Il demande au ministre de déposer rapidement une nouvelle loi plus contraignante pour que « le paiement de compensations financières devienne la norme et non l’exception » et pour mettre les « droits des passagers avant les profits des grands transporteurs aériens ».

Le ministre Alghabra a affirmé sur les ondes de CBC samedi qu’il veut renforcer le Règlement sur la protection des passagers.

Cette Charte des voyageurs, qui est en vigueur depuis 2019, prévoit des indemnisations pouvant aller jusqu’à 1000 $ en cas de retard ou d’annulation d’un vol attribuable aux compagnies aériennes. Elles ont également l’obligation de fournir une mise à jour sur le statut de leur vol toutes les 30 minutes jusqu’à ce qu’une nouvelle heure de départ ait été fixée.

Depuis septembre, les transporteurs aériens ont également l’obligation de rembourser ou d’offrir une nouvelle réservation au choix du passager lorsqu’un vol est annulé ou retardé en raison d’une situation hors de son contrôle, comme la tempête du mois de décembre.

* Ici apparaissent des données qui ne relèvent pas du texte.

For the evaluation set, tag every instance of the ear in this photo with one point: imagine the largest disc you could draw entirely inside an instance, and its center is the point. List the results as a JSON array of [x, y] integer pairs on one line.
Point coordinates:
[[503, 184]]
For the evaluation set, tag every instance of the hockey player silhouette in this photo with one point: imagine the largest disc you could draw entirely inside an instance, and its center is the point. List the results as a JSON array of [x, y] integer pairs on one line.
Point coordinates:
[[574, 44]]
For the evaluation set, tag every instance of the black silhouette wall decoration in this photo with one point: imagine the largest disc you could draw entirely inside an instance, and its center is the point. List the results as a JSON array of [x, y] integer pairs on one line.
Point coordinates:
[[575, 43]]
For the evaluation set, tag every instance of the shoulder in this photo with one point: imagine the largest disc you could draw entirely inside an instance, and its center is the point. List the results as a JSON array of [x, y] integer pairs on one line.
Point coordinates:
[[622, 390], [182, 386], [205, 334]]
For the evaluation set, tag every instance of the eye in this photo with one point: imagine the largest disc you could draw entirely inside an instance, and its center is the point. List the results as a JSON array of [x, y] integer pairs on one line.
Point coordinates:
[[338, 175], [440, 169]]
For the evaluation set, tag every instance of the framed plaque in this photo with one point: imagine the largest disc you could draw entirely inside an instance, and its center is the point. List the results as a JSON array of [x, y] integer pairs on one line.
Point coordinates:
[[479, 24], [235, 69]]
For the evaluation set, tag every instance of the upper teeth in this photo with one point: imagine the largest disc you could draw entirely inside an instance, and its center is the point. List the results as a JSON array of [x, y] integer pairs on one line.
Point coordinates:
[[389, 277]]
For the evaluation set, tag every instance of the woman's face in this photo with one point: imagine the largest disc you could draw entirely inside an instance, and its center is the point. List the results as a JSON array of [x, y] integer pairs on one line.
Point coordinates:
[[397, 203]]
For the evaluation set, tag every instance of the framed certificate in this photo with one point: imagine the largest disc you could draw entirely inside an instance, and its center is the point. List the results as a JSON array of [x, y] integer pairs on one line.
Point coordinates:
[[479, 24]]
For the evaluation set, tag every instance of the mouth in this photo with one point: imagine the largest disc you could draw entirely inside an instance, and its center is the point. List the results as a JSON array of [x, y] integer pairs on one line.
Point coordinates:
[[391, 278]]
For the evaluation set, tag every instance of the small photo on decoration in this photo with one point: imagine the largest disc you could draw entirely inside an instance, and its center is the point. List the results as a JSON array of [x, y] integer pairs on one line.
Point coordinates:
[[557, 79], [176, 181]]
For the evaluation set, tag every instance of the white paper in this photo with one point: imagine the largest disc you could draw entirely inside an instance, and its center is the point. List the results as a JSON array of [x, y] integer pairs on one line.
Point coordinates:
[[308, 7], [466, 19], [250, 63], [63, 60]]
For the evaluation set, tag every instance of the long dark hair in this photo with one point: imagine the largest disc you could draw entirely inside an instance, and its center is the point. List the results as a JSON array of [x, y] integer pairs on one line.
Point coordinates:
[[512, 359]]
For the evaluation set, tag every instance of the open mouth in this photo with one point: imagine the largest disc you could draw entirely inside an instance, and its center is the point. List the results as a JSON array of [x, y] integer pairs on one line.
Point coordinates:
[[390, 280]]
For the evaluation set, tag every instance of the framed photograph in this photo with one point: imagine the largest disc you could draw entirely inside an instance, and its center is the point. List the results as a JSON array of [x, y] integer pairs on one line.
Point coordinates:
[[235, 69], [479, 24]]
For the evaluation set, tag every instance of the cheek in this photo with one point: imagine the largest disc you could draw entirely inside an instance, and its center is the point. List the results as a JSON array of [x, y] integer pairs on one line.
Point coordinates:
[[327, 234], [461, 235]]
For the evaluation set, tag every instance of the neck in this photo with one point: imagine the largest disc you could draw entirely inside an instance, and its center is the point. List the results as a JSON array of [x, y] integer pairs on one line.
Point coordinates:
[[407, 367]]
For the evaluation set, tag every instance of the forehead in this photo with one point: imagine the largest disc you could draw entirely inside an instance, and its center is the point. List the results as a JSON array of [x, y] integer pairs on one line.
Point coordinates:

Or, le nombre de plaintes à l’Office des transports du Canada (OTC) a explosé depuis et dépassait 33 000 en date du 4 janvier.

« Aucun régime de protection dans le monde ne prévoit que les transporteurs aériens doivent être responsables de compensations financières en cas de force majeure », a affirmé le vice-président des relations gouvernementales d’Air Canada, David Rheault.

Les compagnies aériennes estiment également que leur fardeau devrait être partagé avec les autres acteurs de leur industrie, comme les administrations aéroportuaires et Nav Canada, qui contrôle le trafic aérien, qui sont parfois eux aussi responsables des retards vécus par les passagers.